Sejatinya, tidak ada seorang pun di dunia ini yang tidak memiliki aib dan kekurangan.
Suatu kali, Rasulullah SAW bersama para sahabatnya menyantap daging unta. Rupanya, salah seorang sahabat lepas angin. Kendati demikian, tak ada di antara para sahabat yang berkomentar terhadap bau tak sedap itu. Masing-masing hanya memperlihatkan wajah tak senang karena ulah seorang sahabat yang tak diketahui itu.
Tak lama setelah itu, azan Maghrib pun berkumandang. Rasulullah SAW pun bersabda, “Siapa yang makan daging unta, hendaklah ia berwudhu.” (HR Abu Daud, Tirmidzi, dan Ibnu Majah). Mendengar sabda Beliau SAW, para sahabat yang ikut makan daging unta pun semuanya berwudhu. Tentu saja, sahabat yang lepas angin tadi terselamatkan aibnya. Tak ada yang tahu siapakah sahabat tersebut.
Betapa bijaknya Rasulullah SAW dalam menutupi aib para sahabatnya. Seperti yang disabdakan Beliau SAW, “Siapa yang menutupi aib seorang Muslim maka Allah akan menutupi aib orang itu di dunia dan akhirat. Dan, siapa mengumbar aib saudaranya sesama Muslim maka Allah akan mengumbar aibnya hingga terbukalah kejelekannya di dalam rumahnya.” (HR Ibnu Majah).
Sejatinya, tidak ada seorang pun di dunia ini yang tidak memiliki aib dan kekurangan. Seorang terlihat hebat dan berkharisma hanya karena Allah SWT telah menutupi aibnya sehingga hanya kebaikan saja yang terlihat orang. Bagaimana jadinya jika Allah SWT membukakan aibnya? Tentu, tak ada lagi yang bersimpati kepadanya.

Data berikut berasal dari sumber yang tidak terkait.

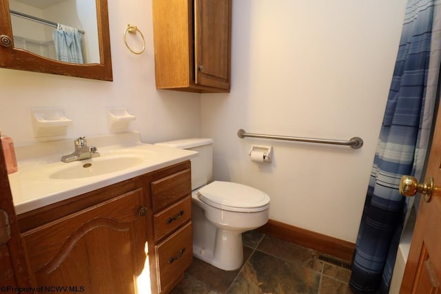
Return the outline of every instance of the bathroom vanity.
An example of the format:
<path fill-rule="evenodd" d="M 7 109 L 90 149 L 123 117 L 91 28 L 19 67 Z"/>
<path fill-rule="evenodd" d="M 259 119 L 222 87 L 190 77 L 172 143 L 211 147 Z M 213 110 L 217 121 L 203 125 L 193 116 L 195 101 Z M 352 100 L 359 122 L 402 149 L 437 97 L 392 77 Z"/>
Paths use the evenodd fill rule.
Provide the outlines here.
<path fill-rule="evenodd" d="M 194 154 L 172 155 L 172 148 L 153 145 L 125 152 L 136 153 L 141 147 L 150 155 L 156 152 L 157 162 L 92 176 L 102 186 L 97 189 L 85 184 L 88 177 L 68 178 L 73 182 L 70 190 L 79 191 L 83 188 L 73 186 L 83 183 L 91 191 L 76 195 L 60 191 L 59 199 L 64 199 L 59 200 L 52 192 L 52 198 L 46 196 L 52 203 L 46 205 L 31 200 L 26 207 L 26 202 L 18 200 L 19 226 L 37 286 L 68 286 L 71 291 L 94 294 L 164 293 L 182 278 L 192 260 L 189 159 Z M 169 156 L 163 157 L 161 150 Z M 103 154 L 103 160 L 108 160 L 105 151 Z M 88 160 L 93 165 L 96 160 Z M 70 165 L 61 163 L 59 169 Z M 25 166 L 23 174 L 16 175 L 21 180 L 11 177 L 13 195 L 20 189 L 17 185 L 25 189 L 22 182 L 27 169 L 32 167 Z M 29 203 L 34 207 L 30 209 Z"/>

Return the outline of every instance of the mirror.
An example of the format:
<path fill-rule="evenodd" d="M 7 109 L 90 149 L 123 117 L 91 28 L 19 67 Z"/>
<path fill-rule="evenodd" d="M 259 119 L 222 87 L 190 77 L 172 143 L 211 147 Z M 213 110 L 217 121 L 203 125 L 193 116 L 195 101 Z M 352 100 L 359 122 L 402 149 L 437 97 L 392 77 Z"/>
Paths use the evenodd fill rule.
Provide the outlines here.
<path fill-rule="evenodd" d="M 0 67 L 112 81 L 107 0 L 0 0 Z"/>

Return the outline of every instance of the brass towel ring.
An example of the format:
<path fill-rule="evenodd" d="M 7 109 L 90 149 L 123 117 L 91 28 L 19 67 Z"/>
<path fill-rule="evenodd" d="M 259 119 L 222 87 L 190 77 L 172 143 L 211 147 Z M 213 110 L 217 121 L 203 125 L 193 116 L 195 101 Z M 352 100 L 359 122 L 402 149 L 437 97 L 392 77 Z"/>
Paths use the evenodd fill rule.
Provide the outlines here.
<path fill-rule="evenodd" d="M 129 46 L 129 44 L 127 43 L 127 40 L 125 39 L 125 35 L 127 34 L 127 32 L 130 32 L 130 34 L 136 34 L 136 32 L 139 32 L 139 34 L 141 34 L 141 37 L 143 39 L 143 49 L 141 49 L 141 51 L 139 52 L 133 51 L 132 48 L 130 48 L 130 47 Z M 130 50 L 132 53 L 135 54 L 141 54 L 144 52 L 144 50 L 145 49 L 145 39 L 144 39 L 144 36 L 143 35 L 143 33 L 141 32 L 141 31 L 139 30 L 137 26 L 131 25 L 130 23 L 127 25 L 127 28 L 124 31 L 124 43 L 125 43 L 125 45 L 127 46 L 127 48 L 129 48 L 129 50 Z"/>

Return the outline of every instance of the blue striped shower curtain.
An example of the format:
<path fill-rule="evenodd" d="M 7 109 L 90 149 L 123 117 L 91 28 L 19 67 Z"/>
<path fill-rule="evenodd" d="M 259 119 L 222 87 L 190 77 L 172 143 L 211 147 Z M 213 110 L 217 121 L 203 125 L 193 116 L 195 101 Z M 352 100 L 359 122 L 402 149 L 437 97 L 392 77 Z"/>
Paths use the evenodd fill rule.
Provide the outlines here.
<path fill-rule="evenodd" d="M 81 34 L 78 30 L 59 23 L 52 34 L 57 60 L 70 63 L 84 63 Z"/>
<path fill-rule="evenodd" d="M 357 293 L 388 293 L 409 207 L 400 180 L 406 174 L 421 180 L 438 96 L 440 2 L 409 0 L 406 8 L 356 243 L 349 286 Z"/>

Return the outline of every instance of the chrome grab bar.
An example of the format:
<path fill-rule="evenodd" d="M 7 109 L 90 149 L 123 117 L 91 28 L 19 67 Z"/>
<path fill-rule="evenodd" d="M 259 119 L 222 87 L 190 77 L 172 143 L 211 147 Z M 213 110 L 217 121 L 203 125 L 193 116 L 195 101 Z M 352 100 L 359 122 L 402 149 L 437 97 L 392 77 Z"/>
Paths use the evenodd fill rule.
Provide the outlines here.
<path fill-rule="evenodd" d="M 349 140 L 345 141 L 341 140 L 316 139 L 312 138 L 289 137 L 287 136 L 274 136 L 274 135 L 264 135 L 260 134 L 252 134 L 252 133 L 247 133 L 243 129 L 240 129 L 237 132 L 237 136 L 240 138 L 243 138 L 245 137 L 250 137 L 250 138 L 260 138 L 263 139 L 285 140 L 287 141 L 308 142 L 308 143 L 312 143 L 331 144 L 334 145 L 345 145 L 345 146 L 349 146 L 352 149 L 359 149 L 359 148 L 361 148 L 362 146 L 363 146 L 363 140 L 360 137 L 353 137 L 353 138 L 351 138 Z"/>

Abu Hurairah RA adalah seorang sahabat yang dikenal sebagai pakar hadis dan paling banyak meriwayatkan hadis Rasulullah SAW. Ke manapun ia pergi, ia selalu diikuti sahabat lain yang ingin belajar hadis kepada beliau. Abu Hurairah RA sadar, begitu banyak orang yang mengidolakannya sebagai pakar hadis hanya lantaran Allah SWT menutupi aibnya. Ia pun pernah berkata, “Kalaulah aib saya tidak ditutup Allah SWT maka tidak akan ada lagi yang mengikuti saya, walau hanya seorang.”